Nines allows his mouth to tighten, but they have been stationed here for longer than is healthy already. “What are you planning, Detective?” 

Reed doesn’t answer at first. He sheds his coat and backpack, tightens the straps of his vest, checks his gun. 

“We’ll figure it out as we go, I guess,” he finally says. “Ditch that jacket, we don’t want to be seen.” 

“It will be difficult to evade the notice of androids,” Nines objects, but takes off his jacket all the same. He folds it neatly, inside-out, hiding most of the faintly glowing android markers from sight. He hands it to his partner, who unceremoniously shoves it into his pack as if it has done him a personal offense.

“Any plan yet?” Nines asks, allowing himself to run the dialogue despite being called a smartass for similar remarks in the past. Gavin gives him a long-suffering glare, but he snorts when he is done fixing his backpack.

“Watch my back and we’ll be fine,” he tosses over a shoulder.

The android nods.

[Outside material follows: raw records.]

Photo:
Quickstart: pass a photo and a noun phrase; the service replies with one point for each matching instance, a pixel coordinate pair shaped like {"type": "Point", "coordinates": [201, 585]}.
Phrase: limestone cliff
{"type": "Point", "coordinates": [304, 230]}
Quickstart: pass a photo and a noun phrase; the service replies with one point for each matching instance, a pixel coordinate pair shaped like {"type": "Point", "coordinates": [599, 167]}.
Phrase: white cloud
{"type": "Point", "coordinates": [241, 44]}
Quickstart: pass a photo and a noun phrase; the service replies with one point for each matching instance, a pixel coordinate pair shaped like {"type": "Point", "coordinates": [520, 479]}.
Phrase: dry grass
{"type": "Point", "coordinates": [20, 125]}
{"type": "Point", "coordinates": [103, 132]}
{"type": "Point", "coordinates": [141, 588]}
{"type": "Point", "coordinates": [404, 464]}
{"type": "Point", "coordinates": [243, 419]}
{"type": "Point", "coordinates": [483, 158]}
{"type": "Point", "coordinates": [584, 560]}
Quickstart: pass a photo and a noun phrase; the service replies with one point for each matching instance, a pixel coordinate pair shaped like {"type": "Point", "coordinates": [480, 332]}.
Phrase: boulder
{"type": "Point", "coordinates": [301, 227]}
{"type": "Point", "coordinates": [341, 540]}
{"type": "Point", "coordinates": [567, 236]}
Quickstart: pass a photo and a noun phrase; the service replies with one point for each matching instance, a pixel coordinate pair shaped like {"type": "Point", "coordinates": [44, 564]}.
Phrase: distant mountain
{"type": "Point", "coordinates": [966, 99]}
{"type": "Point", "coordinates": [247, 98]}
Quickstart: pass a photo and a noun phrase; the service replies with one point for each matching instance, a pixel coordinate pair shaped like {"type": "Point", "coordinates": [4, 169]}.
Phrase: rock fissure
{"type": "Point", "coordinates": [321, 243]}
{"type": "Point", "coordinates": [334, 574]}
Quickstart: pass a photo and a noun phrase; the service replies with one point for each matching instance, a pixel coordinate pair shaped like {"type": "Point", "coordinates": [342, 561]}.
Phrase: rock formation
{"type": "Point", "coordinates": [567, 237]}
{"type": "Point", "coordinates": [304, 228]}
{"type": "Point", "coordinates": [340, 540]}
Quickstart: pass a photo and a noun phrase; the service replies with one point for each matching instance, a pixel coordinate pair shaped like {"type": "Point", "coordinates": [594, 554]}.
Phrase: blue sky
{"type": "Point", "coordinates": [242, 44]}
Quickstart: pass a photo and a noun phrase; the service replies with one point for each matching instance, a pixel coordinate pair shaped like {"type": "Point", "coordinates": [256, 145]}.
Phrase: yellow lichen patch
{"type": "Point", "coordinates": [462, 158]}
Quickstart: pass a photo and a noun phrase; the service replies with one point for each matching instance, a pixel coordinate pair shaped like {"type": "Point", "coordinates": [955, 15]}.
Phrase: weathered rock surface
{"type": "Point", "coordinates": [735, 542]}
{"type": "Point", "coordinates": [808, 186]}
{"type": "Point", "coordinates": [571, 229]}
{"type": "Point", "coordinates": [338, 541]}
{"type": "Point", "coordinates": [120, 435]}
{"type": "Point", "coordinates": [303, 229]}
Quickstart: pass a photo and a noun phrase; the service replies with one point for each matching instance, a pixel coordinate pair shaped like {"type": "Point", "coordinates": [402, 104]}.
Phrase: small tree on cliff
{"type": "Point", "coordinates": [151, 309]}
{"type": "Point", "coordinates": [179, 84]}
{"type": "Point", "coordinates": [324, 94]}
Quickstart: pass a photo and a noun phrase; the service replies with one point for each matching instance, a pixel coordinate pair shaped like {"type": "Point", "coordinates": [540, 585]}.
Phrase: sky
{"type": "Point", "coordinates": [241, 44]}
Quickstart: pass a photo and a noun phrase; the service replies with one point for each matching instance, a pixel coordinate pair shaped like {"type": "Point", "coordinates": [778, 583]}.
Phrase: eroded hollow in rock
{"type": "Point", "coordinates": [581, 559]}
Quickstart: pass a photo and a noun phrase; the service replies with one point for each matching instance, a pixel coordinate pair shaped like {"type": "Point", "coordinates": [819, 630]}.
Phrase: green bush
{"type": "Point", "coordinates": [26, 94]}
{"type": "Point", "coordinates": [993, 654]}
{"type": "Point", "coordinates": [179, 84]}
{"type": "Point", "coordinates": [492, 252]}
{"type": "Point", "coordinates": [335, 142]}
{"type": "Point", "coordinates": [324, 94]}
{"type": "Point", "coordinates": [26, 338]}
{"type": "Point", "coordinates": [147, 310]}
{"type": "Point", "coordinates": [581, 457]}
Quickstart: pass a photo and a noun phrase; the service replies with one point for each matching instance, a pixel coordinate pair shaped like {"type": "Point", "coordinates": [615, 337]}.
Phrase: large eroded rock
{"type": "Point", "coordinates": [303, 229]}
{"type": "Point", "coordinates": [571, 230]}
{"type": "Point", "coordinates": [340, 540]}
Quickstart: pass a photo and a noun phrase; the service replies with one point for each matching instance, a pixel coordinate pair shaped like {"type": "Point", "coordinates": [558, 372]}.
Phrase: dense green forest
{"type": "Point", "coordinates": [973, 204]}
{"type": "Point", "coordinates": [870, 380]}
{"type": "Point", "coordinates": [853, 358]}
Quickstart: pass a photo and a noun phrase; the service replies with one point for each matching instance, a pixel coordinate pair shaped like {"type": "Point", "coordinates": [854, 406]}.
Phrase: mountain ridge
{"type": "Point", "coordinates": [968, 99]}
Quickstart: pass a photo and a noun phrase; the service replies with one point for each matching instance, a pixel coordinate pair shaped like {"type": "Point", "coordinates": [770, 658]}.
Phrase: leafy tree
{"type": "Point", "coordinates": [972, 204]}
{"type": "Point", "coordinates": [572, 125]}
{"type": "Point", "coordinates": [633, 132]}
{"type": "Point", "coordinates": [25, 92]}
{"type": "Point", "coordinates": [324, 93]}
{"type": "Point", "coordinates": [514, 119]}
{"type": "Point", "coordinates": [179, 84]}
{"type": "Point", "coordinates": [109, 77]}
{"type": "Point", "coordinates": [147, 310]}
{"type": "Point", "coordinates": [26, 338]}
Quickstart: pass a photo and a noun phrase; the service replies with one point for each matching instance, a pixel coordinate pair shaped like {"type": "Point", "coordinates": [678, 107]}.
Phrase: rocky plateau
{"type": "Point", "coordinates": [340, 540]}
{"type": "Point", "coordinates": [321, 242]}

Detective Reed moves into the shadows of the sprawling complex of the condemned factories, and Nines follows. If there’s a small smile tucked away in one corner of his mouth, only the darkness knows it.

— — — 

They are not fine.

The deviants noticed being jammed quickly, and were already on high alert by the time Gavin and Nines approached — and at the moment they make it to a door that looked like it wouldn’t be guarded, a cry echoes across the grounds: the strike team has arrived. The door Gavin was reaching for bursts open, knocking him back and into Nines, and an android barely spares them a wide-eyed glance before they’re off like a shot.

“Get ‘em!” Gavin bellows, scrambling to his feet. Nines, already up, hauls him upright, and sprints down the faint path in dead grass where the deviant disappeared.

It’s not until they reach a hole in the chain-link fence that he realizes he hasn’t let go of the detective’s sleeve. Gavin is breathing hard, but steady: he can endure a long chase yet. Nines pushes him through the fence and follows in his partner’s wake.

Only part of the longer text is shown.